Performance tuning is my favorite topic and what I spend most of my professional time doing. I have a good sense of the performance-tuning techniques available, so it's rare that I run across practical performance-tuning information that I've never seen or thought about before. However, in SQL Server Magazine's January issue, Microsoft's Tom Davidson provided performance-tuning information that was not only some of the most important performance-tuning material to come out in several years, but also brand-new to me (see "Opening Microsoft's Performance-Tuning Toolbox"). I don't usually review SQL Server Magazine articles, but I'm going to make an exception this week.
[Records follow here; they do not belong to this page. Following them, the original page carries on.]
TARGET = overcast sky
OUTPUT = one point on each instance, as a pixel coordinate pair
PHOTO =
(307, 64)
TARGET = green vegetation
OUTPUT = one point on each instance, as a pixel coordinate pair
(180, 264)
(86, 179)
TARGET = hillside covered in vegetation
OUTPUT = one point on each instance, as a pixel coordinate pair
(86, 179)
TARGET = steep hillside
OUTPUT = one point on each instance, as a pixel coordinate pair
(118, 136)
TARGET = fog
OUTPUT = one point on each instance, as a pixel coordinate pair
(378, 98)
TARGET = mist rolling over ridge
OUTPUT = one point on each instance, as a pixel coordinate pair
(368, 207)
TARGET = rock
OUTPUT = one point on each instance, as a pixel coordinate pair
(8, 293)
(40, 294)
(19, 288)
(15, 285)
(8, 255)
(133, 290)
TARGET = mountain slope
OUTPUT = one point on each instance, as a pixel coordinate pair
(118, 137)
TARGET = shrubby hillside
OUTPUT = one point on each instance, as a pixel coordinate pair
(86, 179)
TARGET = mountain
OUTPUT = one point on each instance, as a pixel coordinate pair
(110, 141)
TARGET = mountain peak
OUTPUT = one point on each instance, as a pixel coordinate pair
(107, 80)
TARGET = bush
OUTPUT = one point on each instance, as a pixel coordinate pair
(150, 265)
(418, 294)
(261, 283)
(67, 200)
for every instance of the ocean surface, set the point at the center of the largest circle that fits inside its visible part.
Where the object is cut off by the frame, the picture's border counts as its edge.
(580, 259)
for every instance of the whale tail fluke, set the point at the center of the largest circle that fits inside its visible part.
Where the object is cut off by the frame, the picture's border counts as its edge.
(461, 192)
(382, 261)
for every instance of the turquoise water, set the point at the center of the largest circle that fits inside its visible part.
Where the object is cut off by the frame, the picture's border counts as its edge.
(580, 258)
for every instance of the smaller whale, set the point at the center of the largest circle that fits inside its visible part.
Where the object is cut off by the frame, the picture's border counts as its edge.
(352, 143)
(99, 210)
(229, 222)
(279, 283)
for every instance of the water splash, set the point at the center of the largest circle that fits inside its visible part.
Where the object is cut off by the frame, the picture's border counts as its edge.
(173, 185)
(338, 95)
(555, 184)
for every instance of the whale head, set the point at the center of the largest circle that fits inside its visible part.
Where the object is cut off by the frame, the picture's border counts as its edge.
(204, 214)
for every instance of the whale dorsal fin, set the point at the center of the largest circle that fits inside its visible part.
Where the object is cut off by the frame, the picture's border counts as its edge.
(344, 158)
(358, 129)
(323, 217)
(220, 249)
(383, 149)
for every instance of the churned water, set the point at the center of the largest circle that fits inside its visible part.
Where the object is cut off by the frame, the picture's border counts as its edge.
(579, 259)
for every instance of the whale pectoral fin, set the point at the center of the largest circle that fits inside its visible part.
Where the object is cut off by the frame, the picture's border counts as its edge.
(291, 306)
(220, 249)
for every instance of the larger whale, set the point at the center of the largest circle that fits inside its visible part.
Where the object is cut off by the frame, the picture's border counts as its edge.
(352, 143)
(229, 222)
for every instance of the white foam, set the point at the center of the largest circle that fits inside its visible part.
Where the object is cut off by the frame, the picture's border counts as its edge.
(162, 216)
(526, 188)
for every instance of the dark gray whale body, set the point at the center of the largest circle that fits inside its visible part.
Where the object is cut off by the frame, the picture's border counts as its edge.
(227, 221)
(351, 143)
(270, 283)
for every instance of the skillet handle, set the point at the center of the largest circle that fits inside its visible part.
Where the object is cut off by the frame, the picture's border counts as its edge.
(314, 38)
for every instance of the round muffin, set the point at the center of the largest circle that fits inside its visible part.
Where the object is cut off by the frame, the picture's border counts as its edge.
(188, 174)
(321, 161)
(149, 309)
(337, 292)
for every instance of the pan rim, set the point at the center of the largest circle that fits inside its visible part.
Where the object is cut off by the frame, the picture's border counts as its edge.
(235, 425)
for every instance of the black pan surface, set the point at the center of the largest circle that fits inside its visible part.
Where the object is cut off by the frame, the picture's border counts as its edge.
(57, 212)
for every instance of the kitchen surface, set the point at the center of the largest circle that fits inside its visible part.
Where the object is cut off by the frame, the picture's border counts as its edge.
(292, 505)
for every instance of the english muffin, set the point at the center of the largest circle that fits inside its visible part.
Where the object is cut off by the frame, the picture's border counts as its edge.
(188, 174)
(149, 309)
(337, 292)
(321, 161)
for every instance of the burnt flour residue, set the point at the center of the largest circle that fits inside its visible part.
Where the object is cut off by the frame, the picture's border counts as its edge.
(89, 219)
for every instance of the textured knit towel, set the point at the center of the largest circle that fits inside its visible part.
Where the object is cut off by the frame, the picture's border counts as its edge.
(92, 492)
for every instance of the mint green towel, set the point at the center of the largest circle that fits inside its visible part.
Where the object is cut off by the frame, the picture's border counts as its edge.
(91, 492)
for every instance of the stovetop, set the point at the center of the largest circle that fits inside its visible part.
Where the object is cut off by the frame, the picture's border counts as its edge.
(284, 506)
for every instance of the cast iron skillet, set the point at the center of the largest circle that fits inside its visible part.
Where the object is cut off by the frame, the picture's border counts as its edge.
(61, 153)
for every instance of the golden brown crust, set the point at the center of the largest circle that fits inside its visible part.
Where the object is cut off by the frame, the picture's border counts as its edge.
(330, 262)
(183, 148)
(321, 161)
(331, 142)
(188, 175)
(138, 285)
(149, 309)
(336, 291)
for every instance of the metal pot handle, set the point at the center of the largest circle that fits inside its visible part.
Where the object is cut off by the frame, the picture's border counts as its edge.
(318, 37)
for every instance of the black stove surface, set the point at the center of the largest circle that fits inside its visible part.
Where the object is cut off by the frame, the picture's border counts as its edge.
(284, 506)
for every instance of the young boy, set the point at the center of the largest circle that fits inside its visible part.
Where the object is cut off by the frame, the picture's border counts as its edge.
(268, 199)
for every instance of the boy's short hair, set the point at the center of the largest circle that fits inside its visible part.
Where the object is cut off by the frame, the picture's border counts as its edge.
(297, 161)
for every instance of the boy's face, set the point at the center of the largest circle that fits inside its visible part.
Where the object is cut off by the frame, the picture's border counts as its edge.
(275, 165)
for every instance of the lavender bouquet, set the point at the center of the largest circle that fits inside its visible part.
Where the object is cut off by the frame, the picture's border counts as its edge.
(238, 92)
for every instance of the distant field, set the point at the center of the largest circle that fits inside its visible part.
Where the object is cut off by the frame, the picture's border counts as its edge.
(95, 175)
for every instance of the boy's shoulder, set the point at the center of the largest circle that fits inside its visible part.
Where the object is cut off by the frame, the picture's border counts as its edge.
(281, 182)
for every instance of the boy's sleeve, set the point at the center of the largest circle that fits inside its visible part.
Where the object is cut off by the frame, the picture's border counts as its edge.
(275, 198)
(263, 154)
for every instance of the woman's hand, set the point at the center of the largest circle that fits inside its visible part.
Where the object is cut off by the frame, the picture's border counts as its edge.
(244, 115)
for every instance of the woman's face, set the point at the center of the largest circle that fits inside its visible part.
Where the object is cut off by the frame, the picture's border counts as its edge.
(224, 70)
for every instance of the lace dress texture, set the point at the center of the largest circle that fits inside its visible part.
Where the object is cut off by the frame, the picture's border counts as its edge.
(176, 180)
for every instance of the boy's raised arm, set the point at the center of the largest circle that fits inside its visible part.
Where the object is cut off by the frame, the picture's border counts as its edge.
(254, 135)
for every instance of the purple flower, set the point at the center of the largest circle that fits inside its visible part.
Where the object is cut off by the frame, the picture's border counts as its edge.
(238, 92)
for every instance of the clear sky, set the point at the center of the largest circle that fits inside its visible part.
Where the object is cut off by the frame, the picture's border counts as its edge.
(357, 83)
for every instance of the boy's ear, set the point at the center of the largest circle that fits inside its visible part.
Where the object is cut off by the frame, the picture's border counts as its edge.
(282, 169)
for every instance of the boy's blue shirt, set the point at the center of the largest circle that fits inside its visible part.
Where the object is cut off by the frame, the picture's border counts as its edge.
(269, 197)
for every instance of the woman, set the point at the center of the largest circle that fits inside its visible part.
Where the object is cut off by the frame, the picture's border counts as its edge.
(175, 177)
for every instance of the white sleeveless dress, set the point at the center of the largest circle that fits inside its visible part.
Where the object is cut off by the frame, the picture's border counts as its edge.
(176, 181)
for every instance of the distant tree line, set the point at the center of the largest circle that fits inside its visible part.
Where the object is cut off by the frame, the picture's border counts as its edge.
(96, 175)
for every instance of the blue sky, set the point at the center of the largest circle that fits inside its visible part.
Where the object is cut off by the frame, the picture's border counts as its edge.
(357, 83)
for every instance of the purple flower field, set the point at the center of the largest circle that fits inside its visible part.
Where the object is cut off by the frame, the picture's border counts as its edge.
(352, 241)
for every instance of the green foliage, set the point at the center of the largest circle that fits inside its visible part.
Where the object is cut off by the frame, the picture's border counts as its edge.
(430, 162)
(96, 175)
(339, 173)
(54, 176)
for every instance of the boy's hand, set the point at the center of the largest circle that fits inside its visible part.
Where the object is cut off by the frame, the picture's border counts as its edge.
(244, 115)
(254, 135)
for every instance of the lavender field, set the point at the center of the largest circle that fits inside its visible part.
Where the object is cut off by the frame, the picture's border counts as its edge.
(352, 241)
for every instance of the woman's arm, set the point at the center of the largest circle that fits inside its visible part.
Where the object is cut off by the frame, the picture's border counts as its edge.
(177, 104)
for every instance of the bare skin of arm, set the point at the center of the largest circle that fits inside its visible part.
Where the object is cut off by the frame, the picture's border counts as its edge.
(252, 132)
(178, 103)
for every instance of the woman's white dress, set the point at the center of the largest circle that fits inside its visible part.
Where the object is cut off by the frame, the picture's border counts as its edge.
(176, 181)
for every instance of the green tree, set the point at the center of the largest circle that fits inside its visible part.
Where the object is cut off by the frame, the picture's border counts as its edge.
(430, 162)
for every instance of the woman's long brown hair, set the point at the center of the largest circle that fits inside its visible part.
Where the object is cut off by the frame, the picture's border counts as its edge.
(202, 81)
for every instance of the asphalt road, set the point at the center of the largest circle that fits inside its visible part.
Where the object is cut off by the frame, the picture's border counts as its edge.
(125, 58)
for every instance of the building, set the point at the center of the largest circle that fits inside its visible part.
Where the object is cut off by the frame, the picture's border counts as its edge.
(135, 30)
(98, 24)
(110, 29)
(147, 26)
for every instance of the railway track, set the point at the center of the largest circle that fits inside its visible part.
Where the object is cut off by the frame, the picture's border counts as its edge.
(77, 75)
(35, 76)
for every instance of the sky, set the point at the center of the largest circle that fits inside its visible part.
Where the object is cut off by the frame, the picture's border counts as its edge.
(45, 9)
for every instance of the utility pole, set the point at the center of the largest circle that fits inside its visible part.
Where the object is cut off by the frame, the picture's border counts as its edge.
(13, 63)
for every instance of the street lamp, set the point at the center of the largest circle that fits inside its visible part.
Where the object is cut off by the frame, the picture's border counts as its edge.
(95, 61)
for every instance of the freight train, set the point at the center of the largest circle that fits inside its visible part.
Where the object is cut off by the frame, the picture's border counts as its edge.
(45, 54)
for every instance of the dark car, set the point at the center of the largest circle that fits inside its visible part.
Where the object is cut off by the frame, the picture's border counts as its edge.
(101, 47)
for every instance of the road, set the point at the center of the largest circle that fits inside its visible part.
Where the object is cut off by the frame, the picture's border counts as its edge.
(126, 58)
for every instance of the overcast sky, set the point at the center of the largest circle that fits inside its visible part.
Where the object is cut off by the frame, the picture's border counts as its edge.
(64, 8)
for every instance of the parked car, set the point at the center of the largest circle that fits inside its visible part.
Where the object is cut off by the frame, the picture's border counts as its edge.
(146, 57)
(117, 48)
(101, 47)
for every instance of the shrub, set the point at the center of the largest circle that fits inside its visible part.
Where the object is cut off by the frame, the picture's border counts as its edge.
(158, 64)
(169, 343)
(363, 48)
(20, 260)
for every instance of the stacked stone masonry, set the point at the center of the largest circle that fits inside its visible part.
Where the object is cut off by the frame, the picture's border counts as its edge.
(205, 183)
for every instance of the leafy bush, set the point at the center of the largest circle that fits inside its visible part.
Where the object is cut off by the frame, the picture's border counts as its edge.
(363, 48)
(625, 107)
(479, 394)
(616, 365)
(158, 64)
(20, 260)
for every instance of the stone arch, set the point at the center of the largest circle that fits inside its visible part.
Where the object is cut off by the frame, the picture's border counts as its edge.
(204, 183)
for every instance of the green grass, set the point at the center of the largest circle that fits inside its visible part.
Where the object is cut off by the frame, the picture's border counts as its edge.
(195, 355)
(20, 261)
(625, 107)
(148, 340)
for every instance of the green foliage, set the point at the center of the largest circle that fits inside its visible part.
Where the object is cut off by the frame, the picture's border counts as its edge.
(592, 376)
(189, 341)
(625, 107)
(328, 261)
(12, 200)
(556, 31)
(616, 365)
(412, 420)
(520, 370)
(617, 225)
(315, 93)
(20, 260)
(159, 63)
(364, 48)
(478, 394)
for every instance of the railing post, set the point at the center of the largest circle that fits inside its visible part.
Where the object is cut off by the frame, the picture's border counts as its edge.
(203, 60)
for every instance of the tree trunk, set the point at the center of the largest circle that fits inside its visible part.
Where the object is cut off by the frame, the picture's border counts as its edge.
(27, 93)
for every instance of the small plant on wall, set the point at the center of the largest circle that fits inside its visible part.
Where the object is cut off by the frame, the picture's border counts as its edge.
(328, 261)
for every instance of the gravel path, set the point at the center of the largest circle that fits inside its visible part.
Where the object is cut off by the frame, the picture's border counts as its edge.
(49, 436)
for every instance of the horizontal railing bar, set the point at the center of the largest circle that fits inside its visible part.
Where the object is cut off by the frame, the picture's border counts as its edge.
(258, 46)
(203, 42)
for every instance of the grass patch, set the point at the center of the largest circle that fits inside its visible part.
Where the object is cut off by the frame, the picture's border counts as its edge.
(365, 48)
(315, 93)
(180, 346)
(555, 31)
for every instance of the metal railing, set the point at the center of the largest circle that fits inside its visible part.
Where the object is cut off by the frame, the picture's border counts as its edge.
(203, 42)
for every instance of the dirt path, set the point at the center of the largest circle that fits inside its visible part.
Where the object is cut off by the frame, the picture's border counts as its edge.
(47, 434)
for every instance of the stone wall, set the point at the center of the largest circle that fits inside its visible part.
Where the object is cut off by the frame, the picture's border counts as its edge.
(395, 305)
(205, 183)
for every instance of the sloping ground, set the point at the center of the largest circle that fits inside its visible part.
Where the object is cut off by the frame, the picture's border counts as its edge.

Tom is a member of the Microsoft SQL Server Development Customer Advisory Team and a program manager for the SQL Server development organization. The Customer Advisory Team works on the most interesting SQL Server problems and challenges that customers face around the world. Tom and his colleagues have developed a methodology that uses waits and queues to systematically track down and resolve customers' SQL Server performance problems. The methodology uses several SQL Server sources to analyze the aggregate effect that various waittypes and other queues have on an application's performance. (For details about what waits and queues are, please see the article.) Why is this performance-tuning method so important? Two reasons: The methodology will inevitably lead to performance improvements in various parts of your applications, and it's the first truly new SQL Server 2000 performance-tuning information that I've run across in several years.
In my opinion, any practical information about performance tuning is exciting. Although the basic ideas in Tom's article aren't new, he's pulled together a comprehensive resource that describes all the waittypes you might see in sysprocesses. He describes what the waittypes mean and, even more importantly, describes how to interpret the waittypes in a real-world performance-tuning scenario. Very cool.
Since the article came out in January, the Customer Advisory Team's methodology has been invaluable to me when analyzing dozens of performance problems. If you've already read and acted on Tom's January article, good for you. If you haven't, take the time to read and consider the information it contains. If analyzing waits and queues information can help me solve performance problems, it can help you, too.